**Load the libraries and the data**

Note that you need to install "linearmodels" first.  (try pip3 install linearmodels or sudo pip3 install linearmodels)


In [4]:
import numpy as np
import pandas as pd
import datetime as dt
from linearmodels import PooledOLS 

# load the data
path = '../input/'
df = pd.read_pickle(path + 'MM_stock_data_FINAL.pkl')

In [5]:
#smallCapTickers = ['KYN', 'DY', 'AY', 'GWLLF', 'OPK', 'MEDP', 'FIX', 'BEL', 'BZUN', 'VGR']
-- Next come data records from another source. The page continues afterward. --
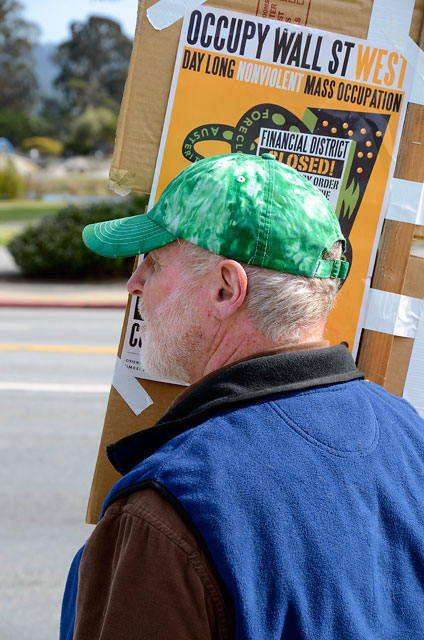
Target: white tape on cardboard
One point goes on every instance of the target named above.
(390, 22)
(130, 389)
(392, 313)
(406, 202)
(165, 12)
(414, 383)
(390, 11)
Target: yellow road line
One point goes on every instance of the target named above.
(57, 348)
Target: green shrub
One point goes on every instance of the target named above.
(44, 145)
(11, 183)
(53, 248)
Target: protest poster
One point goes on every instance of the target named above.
(329, 105)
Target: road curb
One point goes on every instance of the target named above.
(53, 304)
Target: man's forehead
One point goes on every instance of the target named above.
(163, 252)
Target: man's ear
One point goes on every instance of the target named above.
(229, 288)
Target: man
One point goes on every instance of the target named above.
(279, 497)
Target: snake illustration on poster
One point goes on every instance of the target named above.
(329, 105)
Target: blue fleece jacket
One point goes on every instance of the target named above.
(310, 503)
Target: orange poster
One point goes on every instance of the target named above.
(329, 105)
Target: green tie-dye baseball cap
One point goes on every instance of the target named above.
(253, 209)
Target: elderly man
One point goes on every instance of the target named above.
(279, 496)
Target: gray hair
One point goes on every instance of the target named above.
(282, 306)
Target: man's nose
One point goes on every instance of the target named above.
(135, 284)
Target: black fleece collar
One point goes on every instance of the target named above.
(237, 384)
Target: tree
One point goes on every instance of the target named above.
(18, 84)
(93, 130)
(93, 65)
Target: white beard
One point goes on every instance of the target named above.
(171, 337)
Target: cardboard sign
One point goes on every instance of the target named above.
(142, 117)
(329, 105)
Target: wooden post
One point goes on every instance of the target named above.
(385, 358)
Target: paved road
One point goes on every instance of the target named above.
(48, 447)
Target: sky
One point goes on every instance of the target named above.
(54, 16)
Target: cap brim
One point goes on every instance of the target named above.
(126, 237)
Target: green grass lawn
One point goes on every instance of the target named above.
(26, 210)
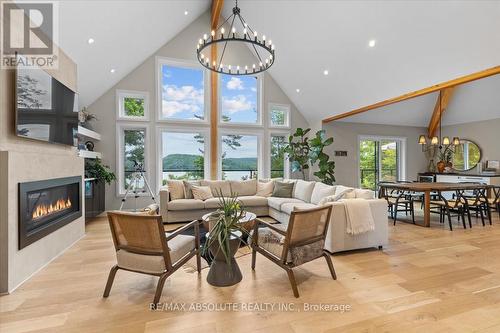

**Get tickers of all the 30 stocks. **

**Create a dictionary to store all the estimates.**

In [6]:
tickers = df['Adj Close'].columns.values

estimates = dict()
for ticker in tickers:
    estimates[ticker] = dict()

In [7]:
''' Roll (1984) estimate of the effective spread '''

adjClose = df['Adj Close']

for ticker in tickers:

    logReturn = np.log(adjClose[ticker] / adjClose[ticker].shift(1)).reset_index()
    logReturn['month'] = logReturn['Date'].apply(lambda x: x.month)
    
    returnCov = logReturn.groupby('month')[ticker].apply(lambda x: x.cov(x.shift(1)))
    
    # For cases where the covariance is positive, the Roll estimate must be set to 0.
    rollEstimate = returnCov.apply(lambda x: 2 * np.sqrt(-x) if x < 0 else 0)
    
    estimates[ticker]['rollEstimate'] = rollEstimate



In [8]:
''' The Abdi and Ranaldo (2017) estimate of the effective '''

Low = df['Low']
High = df['High']

for ticker in tickers:

    dfTemp = np.log(adjClose[ticker]).reset_index()
    dfTemp.columns = ['Date', 'c']
    
    dfTemp['eta'] = np.log((High[ticker] + Low[ticker]) / 2).values
    dfTemp['month'] = dfTemp['Date'].apply(lambda x: x.month)
    
    AbdiCov = dfTemp.groupby('month').apply(lambda x: (x.c - x.eta).cov(x.c - x.eta.shift(1)))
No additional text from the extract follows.